As far as meds go.. we only get the empties to verify for the PCRs what it is (can the make the names easier, sheesh) and the dose. Do we get to do anything with them... hell no. Closest I ever came to that was holding the syringe for the Medic while he was on with medical control and reading the meds off to them for verification. I'll tell you what, just holding it made me nervous. Only because of lack of experience. Now if i do it more I will feel more comfortable and it will be easier to lend a hand.
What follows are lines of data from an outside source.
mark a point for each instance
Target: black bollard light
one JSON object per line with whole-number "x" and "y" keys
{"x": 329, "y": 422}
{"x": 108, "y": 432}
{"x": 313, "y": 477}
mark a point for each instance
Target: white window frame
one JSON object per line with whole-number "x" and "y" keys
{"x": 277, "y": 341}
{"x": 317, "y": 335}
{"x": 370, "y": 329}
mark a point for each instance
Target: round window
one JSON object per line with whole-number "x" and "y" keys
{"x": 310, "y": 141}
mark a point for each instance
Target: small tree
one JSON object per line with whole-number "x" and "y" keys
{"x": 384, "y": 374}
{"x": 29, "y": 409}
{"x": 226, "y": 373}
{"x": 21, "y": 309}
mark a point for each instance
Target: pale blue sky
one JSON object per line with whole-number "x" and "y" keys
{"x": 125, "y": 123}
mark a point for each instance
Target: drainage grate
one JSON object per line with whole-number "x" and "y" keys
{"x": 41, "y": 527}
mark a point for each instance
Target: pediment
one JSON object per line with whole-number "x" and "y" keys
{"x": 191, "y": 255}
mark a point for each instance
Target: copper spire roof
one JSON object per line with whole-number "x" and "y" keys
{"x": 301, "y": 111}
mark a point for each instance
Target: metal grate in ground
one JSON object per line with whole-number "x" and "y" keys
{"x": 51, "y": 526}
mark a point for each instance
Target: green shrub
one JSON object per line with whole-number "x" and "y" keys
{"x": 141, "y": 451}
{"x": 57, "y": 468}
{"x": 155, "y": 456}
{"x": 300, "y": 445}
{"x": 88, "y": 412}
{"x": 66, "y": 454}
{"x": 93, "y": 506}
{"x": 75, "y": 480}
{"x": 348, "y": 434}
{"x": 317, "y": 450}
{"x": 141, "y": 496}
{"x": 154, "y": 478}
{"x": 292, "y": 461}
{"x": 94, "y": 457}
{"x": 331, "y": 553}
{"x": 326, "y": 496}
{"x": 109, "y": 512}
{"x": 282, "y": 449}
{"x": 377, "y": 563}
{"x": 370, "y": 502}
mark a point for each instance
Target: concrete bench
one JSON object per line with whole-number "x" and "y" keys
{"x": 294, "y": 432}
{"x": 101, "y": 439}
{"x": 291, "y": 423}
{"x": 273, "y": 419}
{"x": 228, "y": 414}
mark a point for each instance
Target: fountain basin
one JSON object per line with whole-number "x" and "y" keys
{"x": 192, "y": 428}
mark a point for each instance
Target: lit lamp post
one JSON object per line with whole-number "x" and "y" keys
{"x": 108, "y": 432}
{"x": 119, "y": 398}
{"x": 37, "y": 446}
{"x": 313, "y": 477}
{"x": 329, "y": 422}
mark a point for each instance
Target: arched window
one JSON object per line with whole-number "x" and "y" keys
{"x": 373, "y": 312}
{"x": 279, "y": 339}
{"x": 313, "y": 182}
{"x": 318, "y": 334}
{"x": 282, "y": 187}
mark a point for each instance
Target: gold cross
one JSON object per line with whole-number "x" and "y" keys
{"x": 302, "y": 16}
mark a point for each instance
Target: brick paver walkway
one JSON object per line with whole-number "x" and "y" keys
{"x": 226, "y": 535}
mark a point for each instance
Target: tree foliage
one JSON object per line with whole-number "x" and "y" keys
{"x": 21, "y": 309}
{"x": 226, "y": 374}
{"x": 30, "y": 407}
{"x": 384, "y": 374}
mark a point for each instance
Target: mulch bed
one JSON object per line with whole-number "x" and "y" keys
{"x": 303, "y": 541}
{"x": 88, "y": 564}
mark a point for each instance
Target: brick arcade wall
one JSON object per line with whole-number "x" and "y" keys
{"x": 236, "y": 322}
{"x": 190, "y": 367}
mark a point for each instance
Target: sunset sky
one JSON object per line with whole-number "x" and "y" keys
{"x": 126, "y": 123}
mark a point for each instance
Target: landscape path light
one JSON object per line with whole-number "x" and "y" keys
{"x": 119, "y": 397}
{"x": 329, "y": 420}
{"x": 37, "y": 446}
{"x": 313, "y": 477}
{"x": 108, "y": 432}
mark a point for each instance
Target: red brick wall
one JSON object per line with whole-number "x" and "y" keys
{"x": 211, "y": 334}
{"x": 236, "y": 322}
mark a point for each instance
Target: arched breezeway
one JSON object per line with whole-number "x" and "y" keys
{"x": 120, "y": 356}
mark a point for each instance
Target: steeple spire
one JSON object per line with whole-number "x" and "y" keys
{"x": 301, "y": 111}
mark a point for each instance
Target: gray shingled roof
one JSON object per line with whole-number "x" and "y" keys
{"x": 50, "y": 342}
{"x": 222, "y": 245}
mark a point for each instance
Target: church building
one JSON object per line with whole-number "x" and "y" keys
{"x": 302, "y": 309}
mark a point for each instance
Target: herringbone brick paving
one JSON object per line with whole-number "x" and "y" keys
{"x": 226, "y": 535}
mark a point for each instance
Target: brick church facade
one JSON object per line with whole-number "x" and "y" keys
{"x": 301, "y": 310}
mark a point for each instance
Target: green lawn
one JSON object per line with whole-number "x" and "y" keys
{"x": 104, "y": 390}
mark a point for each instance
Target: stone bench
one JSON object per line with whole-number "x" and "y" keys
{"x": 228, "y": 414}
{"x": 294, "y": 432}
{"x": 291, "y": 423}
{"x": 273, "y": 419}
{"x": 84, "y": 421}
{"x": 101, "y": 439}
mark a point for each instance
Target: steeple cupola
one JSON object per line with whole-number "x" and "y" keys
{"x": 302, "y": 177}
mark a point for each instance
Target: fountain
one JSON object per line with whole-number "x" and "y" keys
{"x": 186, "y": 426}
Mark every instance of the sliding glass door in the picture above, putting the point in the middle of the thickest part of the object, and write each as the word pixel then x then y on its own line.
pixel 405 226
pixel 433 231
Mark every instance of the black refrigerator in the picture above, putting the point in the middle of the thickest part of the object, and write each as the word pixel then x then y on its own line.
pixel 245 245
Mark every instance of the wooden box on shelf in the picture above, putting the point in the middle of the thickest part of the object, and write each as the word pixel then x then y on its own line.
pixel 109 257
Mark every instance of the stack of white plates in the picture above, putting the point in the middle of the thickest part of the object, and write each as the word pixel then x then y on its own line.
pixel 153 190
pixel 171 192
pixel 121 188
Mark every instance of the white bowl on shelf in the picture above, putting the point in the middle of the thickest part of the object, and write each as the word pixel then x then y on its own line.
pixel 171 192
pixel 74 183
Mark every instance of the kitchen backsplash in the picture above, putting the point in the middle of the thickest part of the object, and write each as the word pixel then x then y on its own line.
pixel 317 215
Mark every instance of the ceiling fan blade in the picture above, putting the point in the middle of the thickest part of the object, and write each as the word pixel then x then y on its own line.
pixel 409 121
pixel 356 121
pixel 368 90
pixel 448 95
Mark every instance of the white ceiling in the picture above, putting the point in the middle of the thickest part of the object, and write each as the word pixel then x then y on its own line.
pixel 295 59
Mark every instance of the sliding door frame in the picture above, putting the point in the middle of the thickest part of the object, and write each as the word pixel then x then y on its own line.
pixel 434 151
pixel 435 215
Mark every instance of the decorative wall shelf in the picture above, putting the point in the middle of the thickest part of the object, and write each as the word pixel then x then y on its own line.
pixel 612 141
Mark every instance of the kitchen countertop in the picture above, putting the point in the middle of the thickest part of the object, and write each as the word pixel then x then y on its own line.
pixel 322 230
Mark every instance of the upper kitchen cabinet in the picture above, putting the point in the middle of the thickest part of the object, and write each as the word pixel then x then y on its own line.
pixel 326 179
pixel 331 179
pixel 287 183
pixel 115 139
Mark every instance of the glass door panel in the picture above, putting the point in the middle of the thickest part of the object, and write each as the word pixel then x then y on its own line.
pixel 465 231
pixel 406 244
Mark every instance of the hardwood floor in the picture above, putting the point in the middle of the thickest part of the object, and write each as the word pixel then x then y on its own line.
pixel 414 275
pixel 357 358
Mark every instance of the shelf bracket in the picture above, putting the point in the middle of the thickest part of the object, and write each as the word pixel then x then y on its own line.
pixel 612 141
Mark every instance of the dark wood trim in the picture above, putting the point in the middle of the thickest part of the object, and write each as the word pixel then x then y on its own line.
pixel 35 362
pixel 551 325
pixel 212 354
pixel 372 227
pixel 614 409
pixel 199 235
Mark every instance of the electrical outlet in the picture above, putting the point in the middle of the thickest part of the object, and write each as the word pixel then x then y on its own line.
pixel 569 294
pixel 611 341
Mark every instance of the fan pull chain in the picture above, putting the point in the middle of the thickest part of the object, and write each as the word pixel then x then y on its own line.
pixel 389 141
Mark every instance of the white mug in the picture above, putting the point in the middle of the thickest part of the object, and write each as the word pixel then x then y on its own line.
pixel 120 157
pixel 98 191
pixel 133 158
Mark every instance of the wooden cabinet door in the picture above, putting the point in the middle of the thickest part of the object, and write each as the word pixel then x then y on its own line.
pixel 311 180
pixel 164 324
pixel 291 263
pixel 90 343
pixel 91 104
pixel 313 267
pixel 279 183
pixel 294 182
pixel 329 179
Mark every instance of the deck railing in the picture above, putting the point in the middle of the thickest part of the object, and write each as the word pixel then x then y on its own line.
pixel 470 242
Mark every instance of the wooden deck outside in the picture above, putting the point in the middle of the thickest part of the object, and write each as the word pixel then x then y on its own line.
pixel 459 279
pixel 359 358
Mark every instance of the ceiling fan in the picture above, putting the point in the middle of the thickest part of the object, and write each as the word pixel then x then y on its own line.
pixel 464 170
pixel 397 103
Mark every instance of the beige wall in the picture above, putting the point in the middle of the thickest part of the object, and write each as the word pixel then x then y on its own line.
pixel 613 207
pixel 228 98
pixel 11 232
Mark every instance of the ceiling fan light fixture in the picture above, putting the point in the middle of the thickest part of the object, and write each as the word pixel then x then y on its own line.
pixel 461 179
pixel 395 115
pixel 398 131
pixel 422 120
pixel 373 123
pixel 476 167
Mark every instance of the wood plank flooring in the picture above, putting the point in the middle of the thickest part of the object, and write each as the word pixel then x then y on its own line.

I feel certain things I should be allowed to do. Prick someones finger for a glucose level I dont feel needs to be done by ALS I feel a BLS should at least be allowed to do that. Now are their instances when it would be advisable for ALS to be there? OF COURSE, get someone with a 20 on the meter and I want my ALS buddies there to push the meds that they do. I cant give the glucose to an unresponsive so at that point it would be in the Pt best interest to have ALS there. Now if Im called to the house of a diabetic thats fully responsive but is feeling off then it would be benifical to both the Pt and me to take a quick test, see the level, administer glucose, wait a few minutes, retest and see where we stand. I have provided a good level of care, I have trends to monitor for both the Pts wellbeing, my knowlege, and the hospitals knowlege through the PCR. Another example, chest pain call. We get there, Pt describes 10/10 elephant on chest BP is over 100 no ED meds taken but is out of his Nitro pills. I feel a BLS should have them or asprin onboard and be able to administer a dose and do everything thats in our SOP. Which we can do if the pills are the Pts Rx. My only change is we as BLS should be able to carry them onboard. Would I still have ALS meeting me, YES, but in the mean time at least the Nitro or Asprin can do its work as a vasodialator and help the herat work less which would give the Pt more time to get to an ED without potential heart damage. Fine you dont want us having nito then at least bayer low dose, might not be much but something is better then nothing until the ALS meets us enroute, if they are available, and can push IV meds.

I feel we should all work inside our own SOP but be able to lend a hand, within reason, to one another. I think the examples I gave are reasonable and not stretching the rules into a grey area.